Passing in fully replicated inputs i.e. same shape on each process with
`P(None)` as `in_axis_resources` is still supported. In this case you do not
have to use `host_local_array_to_global_array` because the shape is already
global.
```
key = jax.random.PRNGKey(1)
# As you can see, using host_local_array_to_global_array is not required since in_axis_resources says
# that the input is fully replicated via P(None)
pjit(f, in_shardings=None, out_shardings=None)(key)
# Mixing inputs
global_inp = multihost_utils.host_local_array_to_global_array(
local_inp, mesh, P('data'))
global_out = pjit(f, in_shardings=(P(None), P('data')),
out_shardings=...)(key, global_inp)
```
### FROM_GDA and jax.Array
If you were using `FROM_GDA` in `in_axis_resources` argument to `pjit`, then
with `jax.Array` there is no need to pass anything to `in_axis_resources` as
`jax.Array` will follow **computation follows sharding** semantics.
For example:
```
pjit(f, in_shardings=FROM_GDA, out_shardings=...) can be replaced by pjit(f, out_shardings=...)
```
If you have PartitionSpecs mixed in with `FROM_GDA` for inputs like numpy
arrays, etc, then use `host_local_array_to_global_array` to convert them to
`jax.Array`.
For example:
If you had this:
```
pjitted_f = pjit(
f, in_shardings=(FROM_GDA, P('x'), FROM_GDA, P(None)),
out_shardings=...)
pjitted_f(gda1, np_array1, gda2, np_array2)
```
then you can replace it with:
```
pjitted_f = pjit(f, out_shardings=...)
array2, array3 = multihost_utils.host_local_array_to_global_array(
(np_array1, np_array2), mesh, (P('x'), P(None)))
pjitted_f(array1, array2, array3, array4)
```
### live_buffers replaced with live_arrays
`live_buffers` attribute on jax `Device`
has been deprecated.

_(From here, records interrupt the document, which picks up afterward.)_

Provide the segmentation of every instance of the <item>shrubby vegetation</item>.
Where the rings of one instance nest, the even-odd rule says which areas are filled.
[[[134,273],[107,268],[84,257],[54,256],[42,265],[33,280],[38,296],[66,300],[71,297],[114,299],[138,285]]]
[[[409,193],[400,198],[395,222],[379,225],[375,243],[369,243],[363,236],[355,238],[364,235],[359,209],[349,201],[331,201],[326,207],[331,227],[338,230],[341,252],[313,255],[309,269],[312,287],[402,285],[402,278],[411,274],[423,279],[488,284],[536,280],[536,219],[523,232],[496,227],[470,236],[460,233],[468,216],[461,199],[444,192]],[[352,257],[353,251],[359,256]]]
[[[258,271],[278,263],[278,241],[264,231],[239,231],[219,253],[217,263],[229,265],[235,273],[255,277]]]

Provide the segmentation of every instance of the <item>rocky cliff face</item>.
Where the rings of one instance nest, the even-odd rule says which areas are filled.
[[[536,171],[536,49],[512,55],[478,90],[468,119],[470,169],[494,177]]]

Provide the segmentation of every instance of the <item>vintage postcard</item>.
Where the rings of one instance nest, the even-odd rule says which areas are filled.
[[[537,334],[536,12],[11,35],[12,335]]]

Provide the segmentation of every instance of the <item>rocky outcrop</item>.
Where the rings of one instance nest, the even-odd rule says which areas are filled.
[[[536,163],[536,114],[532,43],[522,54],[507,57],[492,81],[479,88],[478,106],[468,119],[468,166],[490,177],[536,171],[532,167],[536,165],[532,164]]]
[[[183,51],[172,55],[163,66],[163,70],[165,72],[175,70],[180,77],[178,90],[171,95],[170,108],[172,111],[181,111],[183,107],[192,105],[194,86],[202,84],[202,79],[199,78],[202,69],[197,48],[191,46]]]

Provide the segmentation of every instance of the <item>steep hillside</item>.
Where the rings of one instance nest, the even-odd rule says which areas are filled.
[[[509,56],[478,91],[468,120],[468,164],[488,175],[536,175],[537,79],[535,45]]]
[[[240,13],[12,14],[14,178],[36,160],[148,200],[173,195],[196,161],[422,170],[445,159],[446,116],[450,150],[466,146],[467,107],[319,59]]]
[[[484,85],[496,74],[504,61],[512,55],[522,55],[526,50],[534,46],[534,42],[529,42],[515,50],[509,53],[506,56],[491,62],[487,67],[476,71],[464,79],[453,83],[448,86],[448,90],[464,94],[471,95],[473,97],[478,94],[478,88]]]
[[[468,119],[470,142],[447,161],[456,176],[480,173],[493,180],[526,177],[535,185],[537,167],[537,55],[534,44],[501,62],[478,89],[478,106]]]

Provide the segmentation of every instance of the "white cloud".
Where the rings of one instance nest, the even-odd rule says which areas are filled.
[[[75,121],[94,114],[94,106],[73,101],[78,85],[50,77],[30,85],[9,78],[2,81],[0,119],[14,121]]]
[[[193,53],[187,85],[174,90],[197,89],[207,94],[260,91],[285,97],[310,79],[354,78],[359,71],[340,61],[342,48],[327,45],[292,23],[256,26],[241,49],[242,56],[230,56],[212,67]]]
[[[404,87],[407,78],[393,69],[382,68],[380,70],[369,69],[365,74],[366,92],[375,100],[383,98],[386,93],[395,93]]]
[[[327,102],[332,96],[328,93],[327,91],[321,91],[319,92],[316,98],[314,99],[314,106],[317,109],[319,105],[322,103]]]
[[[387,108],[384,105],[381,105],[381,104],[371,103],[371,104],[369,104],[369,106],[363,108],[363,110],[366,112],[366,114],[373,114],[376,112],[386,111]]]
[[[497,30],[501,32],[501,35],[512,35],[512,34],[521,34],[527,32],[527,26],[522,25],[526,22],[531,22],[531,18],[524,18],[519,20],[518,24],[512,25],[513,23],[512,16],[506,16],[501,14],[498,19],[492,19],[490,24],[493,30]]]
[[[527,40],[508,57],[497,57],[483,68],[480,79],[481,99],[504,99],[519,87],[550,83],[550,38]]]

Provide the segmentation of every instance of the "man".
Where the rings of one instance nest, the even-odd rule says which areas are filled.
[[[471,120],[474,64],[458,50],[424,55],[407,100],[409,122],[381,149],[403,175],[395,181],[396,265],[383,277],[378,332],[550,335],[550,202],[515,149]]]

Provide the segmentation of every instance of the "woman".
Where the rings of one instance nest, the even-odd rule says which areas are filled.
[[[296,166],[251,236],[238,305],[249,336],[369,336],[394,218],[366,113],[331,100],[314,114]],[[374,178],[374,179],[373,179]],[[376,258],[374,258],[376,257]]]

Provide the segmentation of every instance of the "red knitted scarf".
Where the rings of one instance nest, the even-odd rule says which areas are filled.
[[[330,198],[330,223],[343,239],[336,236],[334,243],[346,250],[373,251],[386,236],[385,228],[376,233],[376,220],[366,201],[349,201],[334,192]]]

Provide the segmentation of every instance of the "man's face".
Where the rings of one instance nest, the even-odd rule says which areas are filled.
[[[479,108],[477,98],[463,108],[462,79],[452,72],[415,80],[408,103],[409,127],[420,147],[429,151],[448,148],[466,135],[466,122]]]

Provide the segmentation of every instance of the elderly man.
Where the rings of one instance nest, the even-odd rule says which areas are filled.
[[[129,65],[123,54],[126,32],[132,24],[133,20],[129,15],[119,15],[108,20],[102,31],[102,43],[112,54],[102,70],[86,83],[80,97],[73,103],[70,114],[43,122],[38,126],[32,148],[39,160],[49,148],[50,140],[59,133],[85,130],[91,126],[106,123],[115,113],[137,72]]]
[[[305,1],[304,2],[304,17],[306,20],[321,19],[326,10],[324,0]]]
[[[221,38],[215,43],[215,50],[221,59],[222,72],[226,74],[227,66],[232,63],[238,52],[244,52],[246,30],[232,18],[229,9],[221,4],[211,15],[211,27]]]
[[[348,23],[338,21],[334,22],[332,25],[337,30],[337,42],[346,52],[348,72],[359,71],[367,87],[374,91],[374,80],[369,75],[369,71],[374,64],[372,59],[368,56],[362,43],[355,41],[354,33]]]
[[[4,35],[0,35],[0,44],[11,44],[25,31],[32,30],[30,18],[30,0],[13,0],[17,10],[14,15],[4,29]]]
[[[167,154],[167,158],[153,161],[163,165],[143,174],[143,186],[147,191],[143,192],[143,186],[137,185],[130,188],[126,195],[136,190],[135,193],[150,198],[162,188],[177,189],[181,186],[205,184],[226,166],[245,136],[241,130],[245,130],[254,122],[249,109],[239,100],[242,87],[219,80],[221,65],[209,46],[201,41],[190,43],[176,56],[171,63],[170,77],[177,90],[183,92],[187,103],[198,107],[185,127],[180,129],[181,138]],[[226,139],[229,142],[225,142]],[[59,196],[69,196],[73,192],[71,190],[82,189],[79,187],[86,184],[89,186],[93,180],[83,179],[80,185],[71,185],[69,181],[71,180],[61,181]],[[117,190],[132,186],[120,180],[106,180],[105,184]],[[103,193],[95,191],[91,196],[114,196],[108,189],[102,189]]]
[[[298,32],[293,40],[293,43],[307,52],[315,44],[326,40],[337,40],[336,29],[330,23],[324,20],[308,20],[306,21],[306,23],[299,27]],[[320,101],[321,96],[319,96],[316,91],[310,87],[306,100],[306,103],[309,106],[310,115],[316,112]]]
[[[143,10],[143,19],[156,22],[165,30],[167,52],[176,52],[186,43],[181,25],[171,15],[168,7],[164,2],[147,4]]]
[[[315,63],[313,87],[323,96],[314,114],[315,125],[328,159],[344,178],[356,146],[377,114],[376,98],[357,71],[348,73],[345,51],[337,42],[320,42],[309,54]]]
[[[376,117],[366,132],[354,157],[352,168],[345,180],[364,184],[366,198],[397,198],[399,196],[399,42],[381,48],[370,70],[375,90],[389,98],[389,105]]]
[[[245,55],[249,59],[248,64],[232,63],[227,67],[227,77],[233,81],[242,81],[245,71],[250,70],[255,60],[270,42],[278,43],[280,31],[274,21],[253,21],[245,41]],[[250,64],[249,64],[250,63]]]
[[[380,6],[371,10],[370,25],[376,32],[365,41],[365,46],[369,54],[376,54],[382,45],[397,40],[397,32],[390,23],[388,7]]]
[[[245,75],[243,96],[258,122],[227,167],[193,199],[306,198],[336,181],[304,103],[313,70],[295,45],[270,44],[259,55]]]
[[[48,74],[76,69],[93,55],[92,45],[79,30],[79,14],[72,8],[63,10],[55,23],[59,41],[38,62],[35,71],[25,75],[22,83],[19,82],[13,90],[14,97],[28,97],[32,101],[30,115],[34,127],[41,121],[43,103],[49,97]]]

Please use `jax.live_arrays()` instead which is compatible
with `jax.Array`.
### Handling of host local inputs to pjit like batch, etc
If you are passing host local inputs to `pjit` in a **multi-process
environment**, then please use
`multihost_utils.host_local_array_to_global_array` to convert the batch to a
global `jax.Array` and then pass that to `pjit`.
The most common example of such a host local input is a **batch of input data**.
This will work for any host local input (not just a batch of input data).
```
from jax.experimental import multihost_utils
batch = multihost_utils.host_local_array_to_global_array(
batch, mesh, batch_partition_spec)
```
See the pjit section above for more details about this change and more examples.
### RecursionError: Recursively calling jit
This happens when some part of your code has `jax.Array` disabled and then you
enable it only for some other part. For example, if you use some third\_party
code which has `jax.Array` disabled and you get a `DeviceArray` from that
library and then you enable `jax.Array` in your library and pass that
`DeviceArray` to JAX functions, it will lead to a RecursionError.
This error should go away when `jax.Array` is enabled by default so that all
libraries return `jax.Array` unless they explicitly disable it.